Only i know how badly i wanted to have my sunshine with me, and if the interview went well today for her, then she would be with me in a few months. That would help me ease through my course without any pressure. I must mention that the pressure comes from me and not anyone else. I bring it upon my self. I have been building castles for far too long. Real huge ones. Not once did i imagine that one day that it could come crashing down. How could it? This was my world that i shared with my sunshine and it was our perfect world. How could things go wrong?
The time is 3:30 am. The phone rings. Suddenly im too scared to pick up the phone and so i let it ring longer. Oh why should i be scared?

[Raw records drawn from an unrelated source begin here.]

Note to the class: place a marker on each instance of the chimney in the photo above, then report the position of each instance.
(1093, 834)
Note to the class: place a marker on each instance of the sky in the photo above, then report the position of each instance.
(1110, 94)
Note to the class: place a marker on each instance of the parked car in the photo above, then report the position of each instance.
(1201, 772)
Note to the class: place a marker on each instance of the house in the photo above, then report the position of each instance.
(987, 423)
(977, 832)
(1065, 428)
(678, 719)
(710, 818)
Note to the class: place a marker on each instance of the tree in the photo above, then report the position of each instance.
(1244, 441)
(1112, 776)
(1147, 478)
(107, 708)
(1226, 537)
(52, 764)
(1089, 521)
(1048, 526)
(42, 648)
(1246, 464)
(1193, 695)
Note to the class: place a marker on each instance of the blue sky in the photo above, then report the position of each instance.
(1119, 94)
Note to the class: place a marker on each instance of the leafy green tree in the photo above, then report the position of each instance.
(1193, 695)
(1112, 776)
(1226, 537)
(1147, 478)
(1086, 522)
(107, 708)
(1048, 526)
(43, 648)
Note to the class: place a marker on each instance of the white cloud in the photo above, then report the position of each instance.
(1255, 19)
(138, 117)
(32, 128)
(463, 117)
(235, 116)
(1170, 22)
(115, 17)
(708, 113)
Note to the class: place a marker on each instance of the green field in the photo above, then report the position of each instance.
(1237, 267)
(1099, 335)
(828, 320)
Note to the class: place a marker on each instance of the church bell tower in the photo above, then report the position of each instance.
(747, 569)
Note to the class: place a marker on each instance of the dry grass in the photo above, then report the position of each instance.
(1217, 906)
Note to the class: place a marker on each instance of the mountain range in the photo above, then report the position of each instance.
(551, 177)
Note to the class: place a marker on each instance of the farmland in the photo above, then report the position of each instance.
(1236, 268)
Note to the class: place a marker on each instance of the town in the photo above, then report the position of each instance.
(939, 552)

Wasnt i sure that i was gonna hear that she cracked the interview? Wasnt those the words that i so wanted to hear and sure that i was going to? Pick up the phone u chicken....!! I decide to put my fear aside and pick up.
I dont remember how long the conversation lasted. I dont rememeber saying much or being able to say much. The words i heard kept on ringing inside my head. What happeend to those words i was supposed to hear? The conversation went on, and i kept waiting for her to say those magic words, "I was Kidding sweetheart, i got through". It never came. My heart stopped racing. What was it racing for now? The castle that i was building in my universe suddenly disappeared. Like it wasnt even there in the first place. All that is left now is a big hole in my universe.